The MHP’s leading figures and members were one of the groups most negatively affected by the Sept. 12, 1980, military coup, and the trial of the coup’s perpetrators would be possible if the reform package is approved. The MHP’s attitude towards the reforms as well as the party’s obsession with a nationalist discourse without making any contribution to the country’s progress has led many to have a pessimistic vision for its future.The Star daily’s Şamil Tayyar is one of those who could not understand the opposition of the MHP to the reform package from the very first day the reforms were put on Turkey’s agenda. “When I take a look at the MHP’s reactions and rallies, the only reasoning I can find is the fact that the reforms were approved in Parliament with a majority of Justice and Development Party [AK Party] votes. The party’s propaganda is well known; it is based on terrorism and nationalism,” explains Tayyar. With regard to the MHP calling on the public to say “no to the AK Party’s constitution,” Tayyar says it would have been ideal if the package had been approved with a greater consensus in Parliament; however, the opposition parties opted to not make any contribution to the reform process. “Theirs was a political approach, so they now don’t have the right to label the reforms the ‘AK Party Constitution’,” he argues. Tayyar believes because of the point that we are at today, the important thing is not by which party the amendments were proposed but the content of those amendments and what they contribute to the state and society.

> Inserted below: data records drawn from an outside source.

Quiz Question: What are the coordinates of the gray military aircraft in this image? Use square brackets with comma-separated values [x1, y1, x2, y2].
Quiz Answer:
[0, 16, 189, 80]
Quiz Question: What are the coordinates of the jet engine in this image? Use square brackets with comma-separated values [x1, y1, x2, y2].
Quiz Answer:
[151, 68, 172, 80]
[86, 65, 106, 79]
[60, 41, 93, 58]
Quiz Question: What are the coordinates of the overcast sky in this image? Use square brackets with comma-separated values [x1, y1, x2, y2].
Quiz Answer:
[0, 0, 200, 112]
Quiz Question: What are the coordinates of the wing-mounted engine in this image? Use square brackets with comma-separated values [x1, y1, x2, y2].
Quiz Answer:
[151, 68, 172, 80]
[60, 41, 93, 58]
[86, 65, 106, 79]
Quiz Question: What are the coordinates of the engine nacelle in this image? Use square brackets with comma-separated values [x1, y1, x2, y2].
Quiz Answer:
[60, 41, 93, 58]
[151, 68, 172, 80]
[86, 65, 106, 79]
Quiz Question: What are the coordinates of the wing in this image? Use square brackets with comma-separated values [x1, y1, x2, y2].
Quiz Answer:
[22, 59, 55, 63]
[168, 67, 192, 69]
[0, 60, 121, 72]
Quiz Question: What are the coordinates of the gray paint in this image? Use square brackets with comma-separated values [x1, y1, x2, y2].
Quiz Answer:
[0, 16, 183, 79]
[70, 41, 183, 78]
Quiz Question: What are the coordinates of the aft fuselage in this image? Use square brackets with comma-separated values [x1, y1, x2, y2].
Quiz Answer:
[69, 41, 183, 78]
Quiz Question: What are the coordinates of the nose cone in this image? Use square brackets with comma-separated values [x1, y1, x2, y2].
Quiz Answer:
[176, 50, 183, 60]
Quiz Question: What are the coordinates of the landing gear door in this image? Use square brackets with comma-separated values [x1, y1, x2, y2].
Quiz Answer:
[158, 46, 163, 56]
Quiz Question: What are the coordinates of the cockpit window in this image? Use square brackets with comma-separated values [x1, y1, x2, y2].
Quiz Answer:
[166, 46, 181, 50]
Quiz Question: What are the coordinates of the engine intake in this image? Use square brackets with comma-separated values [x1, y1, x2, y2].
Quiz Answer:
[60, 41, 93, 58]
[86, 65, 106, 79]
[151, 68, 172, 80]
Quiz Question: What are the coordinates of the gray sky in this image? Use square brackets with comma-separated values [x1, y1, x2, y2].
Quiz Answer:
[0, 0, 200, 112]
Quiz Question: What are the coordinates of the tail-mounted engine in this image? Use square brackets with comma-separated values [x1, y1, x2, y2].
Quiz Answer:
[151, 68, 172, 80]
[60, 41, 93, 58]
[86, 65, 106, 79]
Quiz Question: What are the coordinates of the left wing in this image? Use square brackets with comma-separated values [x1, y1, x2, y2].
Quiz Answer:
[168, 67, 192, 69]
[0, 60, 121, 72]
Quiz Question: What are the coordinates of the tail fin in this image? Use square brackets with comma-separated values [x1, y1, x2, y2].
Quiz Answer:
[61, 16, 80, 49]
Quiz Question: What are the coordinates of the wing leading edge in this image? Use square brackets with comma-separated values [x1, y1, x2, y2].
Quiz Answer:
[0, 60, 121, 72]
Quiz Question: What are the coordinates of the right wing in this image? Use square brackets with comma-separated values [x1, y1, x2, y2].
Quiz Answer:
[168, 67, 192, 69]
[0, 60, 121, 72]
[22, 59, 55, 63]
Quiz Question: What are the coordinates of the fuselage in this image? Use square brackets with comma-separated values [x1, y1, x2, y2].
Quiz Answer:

The Yeni Şafak daily’s Taha Kıvanç focuses on a statement made by MHP leader Devlet Bahçeli to the Hürriyet daily asserting that “there could be a boom in the number of ‘no’ votes in the referendum.” Kıvanç thinks Bahçeli is very mistaken in thinking this. He recalls how the MHP under Bahçeli failed to pass the 10 percent election threshold in the 2002 elections even as Bahçeli said during the campaign that there would be a boom in MHP votes when ballot boxes were opened. Kıvanç says the Turkish public has a habit of attending the rallies of the parties they do not support in order to see what other political party leaders are saying, so the attendance at “no” rallies should not deceive politicians.
According to the Sabah daily’s Hasan Bülent Kahraman, the MHP’s future does not look very promising and the party is very likely to fail passing the election threshold in the general elections in 2011. The reason he thinks so is because the party has no program or project for the future and is limited by a feudal and patriarchal mentality.